2015年に出版した
『業務効率UP+収益力UP 中小企業のシステム改革』幻冬舎 (2015/9/18) より
書籍内のコンテンツをタイトルごとに公開いたします。
コンテンツの最後に、コンサルタントのコメントを追加しておりますので、合わせてご覧ください。
P.224~
第5章
業務の実態に合わせたシステム運用が、企業成長の絶対条件
身の丈に合ったシステムが重要
2008年にスルガ銀行が日本IBMを訴えた裁判では、IBMの賠償責任が問われて、高裁で約42億円の賠償金が認定されました。
2013年にも、野村證券がやはり日本IBMを相手取って、約33億円の損害賠償を求めて訴訟を提起しています。
本書の最初で述べたように、システムの導入にあたってはさまざまな問題が発生しがちです。
問題の原因のほとんどは、事前の準備が不十分であったり、コミュニケーションが不足していたりすることから起きていますが、中にはお互いに入念に話し合いを行うことから問題が起きることもないとは言えません。
一例を紹介しましょう。
P社のITシステム担当者は、システム導入に対する意識が高く、賢いユーザーであろうと真剣に勉強していました。そして、入念に時間をかけて、ユーザーの要望を念入りにヒアリングしてくれるシステム・ベンダーを選定しました。
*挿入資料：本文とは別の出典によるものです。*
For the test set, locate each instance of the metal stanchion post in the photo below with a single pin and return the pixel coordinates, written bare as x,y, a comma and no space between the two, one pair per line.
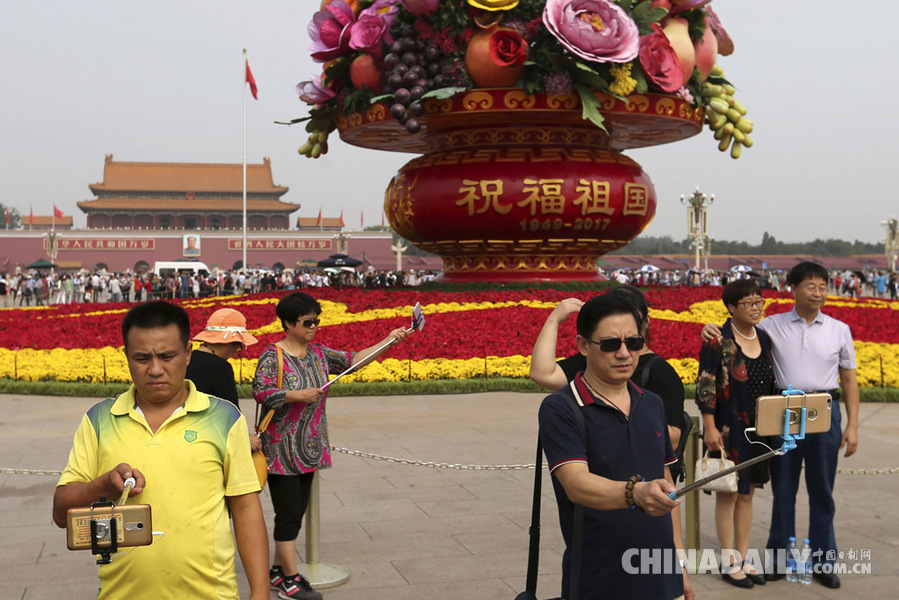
320,575
691,508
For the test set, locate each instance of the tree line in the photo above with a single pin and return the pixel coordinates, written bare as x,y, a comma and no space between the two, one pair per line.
651,245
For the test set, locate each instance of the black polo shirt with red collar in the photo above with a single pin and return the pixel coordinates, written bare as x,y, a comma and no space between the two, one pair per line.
617,447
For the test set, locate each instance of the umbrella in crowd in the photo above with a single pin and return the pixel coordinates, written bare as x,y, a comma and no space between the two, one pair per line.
339,260
41,264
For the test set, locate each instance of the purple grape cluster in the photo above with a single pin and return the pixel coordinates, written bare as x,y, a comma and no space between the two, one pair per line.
411,68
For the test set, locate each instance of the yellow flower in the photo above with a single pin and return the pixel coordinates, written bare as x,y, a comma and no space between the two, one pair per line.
623,84
494,4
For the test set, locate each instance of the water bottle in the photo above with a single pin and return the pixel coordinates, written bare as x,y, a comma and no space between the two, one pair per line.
805,575
791,561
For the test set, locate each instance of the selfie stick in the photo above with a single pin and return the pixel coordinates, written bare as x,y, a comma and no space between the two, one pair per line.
418,323
789,444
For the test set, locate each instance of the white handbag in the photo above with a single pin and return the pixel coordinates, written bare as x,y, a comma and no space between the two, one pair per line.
706,466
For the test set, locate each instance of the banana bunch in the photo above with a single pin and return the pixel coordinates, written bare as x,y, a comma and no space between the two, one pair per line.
725,115
316,145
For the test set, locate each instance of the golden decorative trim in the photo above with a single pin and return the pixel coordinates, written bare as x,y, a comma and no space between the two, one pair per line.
518,99
477,100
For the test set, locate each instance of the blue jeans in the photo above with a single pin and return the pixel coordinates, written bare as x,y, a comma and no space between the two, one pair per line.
819,451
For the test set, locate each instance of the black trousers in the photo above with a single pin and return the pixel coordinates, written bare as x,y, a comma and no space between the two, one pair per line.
290,497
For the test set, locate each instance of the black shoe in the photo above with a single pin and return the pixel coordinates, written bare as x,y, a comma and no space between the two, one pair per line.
756,578
827,580
746,582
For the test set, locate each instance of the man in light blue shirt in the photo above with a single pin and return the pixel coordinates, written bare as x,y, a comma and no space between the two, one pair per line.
814,353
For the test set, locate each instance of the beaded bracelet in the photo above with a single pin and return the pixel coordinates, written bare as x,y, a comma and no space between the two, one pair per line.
629,493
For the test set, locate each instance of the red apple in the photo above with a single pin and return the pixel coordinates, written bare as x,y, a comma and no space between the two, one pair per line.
484,72
364,71
706,51
676,30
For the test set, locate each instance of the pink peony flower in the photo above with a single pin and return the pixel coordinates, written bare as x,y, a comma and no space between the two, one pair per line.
660,62
420,8
330,31
314,91
595,30
369,32
725,44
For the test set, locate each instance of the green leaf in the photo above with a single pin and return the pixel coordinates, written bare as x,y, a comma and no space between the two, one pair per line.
292,121
591,107
442,93
640,77
321,119
381,98
644,15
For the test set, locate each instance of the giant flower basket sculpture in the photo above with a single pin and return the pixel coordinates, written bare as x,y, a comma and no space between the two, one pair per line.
520,110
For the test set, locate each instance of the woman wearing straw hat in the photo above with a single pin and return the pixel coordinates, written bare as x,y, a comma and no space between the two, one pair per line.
224,336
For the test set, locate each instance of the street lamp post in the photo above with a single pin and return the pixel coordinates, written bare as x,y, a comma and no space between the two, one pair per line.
697,223
891,247
51,241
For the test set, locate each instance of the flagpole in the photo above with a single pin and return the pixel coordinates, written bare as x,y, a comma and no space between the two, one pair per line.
244,244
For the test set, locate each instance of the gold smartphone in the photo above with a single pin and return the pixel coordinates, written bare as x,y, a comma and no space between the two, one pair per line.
134,526
769,413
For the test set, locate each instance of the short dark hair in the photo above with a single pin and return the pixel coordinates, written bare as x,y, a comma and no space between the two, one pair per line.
806,270
293,306
599,307
155,314
638,300
635,296
738,289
ここまでは良かったのですが、いかんせんP社にとってシステムのリプレースは20年ぶりであり、オープンシステムを扱うのは初めてであるといった経験のなさが災いのもととなってしまいました。
P社の選んだシステム・ベンダーは丁寧な仕事の進め方で知られているところでした。
ユーザー企業へのヒアリングとパッケージ・ソフトの選定までは何の問題もなく進んだのですが、その後のフィットギャップ分析で問題が起きてしまいました。
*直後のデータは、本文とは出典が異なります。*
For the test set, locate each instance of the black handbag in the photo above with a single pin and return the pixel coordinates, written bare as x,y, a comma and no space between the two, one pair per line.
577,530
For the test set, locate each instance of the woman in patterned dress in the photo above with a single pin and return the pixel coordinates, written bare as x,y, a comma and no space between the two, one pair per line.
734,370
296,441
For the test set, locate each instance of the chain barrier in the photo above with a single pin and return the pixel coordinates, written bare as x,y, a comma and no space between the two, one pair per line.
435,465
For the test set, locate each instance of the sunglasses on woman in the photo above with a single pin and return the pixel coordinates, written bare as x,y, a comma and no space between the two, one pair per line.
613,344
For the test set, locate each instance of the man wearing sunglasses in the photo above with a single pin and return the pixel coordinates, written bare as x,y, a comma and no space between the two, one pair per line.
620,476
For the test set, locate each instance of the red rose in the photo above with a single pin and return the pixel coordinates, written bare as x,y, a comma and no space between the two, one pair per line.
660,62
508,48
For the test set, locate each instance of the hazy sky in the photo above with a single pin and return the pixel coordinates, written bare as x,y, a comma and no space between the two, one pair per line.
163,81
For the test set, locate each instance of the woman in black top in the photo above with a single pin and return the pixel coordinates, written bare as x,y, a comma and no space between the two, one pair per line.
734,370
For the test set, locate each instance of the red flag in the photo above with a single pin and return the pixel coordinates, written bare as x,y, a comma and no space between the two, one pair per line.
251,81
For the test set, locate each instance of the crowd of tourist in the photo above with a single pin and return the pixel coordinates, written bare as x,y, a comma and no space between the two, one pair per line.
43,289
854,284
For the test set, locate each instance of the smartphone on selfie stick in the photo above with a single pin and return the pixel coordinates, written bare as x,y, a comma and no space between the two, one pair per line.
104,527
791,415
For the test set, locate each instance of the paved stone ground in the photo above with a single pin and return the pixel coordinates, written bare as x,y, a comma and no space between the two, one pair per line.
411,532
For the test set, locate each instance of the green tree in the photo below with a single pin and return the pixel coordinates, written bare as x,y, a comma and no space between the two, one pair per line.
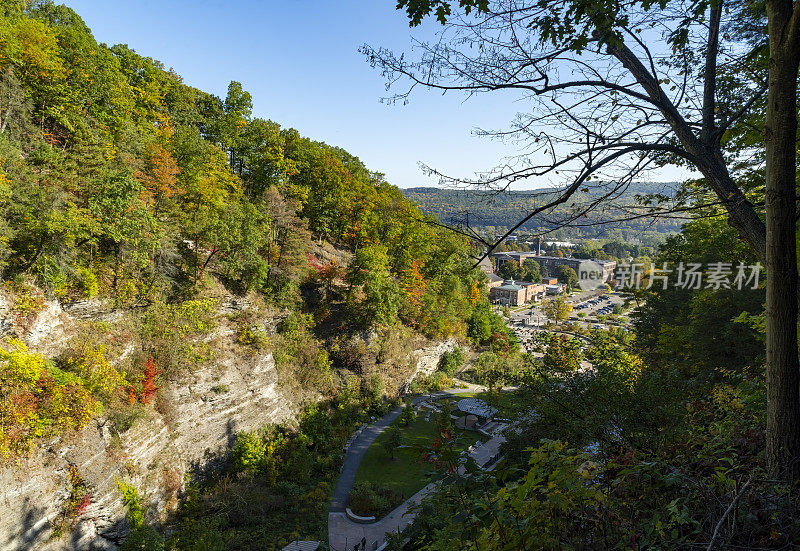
531,271
567,275
698,115
509,270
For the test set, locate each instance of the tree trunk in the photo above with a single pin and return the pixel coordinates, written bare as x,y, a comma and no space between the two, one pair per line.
780,135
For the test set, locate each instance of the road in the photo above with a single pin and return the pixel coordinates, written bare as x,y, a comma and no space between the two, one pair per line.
343,533
535,314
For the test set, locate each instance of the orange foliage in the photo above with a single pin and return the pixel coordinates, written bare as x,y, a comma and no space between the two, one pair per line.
160,172
149,387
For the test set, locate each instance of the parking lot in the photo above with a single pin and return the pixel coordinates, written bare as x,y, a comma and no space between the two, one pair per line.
584,302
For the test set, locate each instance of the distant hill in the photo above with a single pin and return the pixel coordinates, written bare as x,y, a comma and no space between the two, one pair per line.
491,211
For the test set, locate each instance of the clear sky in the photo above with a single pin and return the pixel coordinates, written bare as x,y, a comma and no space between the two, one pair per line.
299,60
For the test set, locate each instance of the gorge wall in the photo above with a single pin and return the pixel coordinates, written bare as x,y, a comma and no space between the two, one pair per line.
208,407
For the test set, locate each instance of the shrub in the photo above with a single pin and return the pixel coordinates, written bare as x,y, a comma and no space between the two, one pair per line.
141,536
451,361
38,399
370,499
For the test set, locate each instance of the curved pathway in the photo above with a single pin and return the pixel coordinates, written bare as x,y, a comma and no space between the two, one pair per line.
343,533
359,447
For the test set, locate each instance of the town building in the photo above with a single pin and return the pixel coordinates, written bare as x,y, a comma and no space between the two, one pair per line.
494,280
508,294
551,263
534,292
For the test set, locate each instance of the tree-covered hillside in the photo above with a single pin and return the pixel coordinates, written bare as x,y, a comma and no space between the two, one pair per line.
497,212
119,179
121,183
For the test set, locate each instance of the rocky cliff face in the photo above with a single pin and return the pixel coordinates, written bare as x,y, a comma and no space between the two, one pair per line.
207,408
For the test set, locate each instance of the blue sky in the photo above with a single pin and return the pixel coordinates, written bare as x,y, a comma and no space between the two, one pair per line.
299,60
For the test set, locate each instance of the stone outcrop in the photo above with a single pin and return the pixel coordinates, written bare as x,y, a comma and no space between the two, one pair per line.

フィットギャップ分析とは、パッケージ・ソフトの導入にあたって、実際の画面を見ながら、カスタマイズのためにユーザー企業の要件を細かく定義していく手法のことです。
ここでP社の担当者は、現場の作業員をおおぜい呼んで、実際に作業してもらうことにしたのです。担当者としては、自分の選んだソフトにある程度は自信を持っていたのでしょうが、ここで想定していなかった要望が多数出てきました。
それはたとえば、「現行のシステムに比べてわずかながら操作方法が違うので同じものにしてほしい」とか「現行のシステムと画面レイアウトが違うから何がどこにあるのかわかりにくい。できれば同じようにしてほしい」とか、ささいな操作性に関するものです。
その他「どうせなら、こんなこともできるようになってほしい」とか「あまり使わないけれど、このような業務があるからそれにも対応してほしい」とか、それぞれの業務に合わせた提案がたくさん出されました。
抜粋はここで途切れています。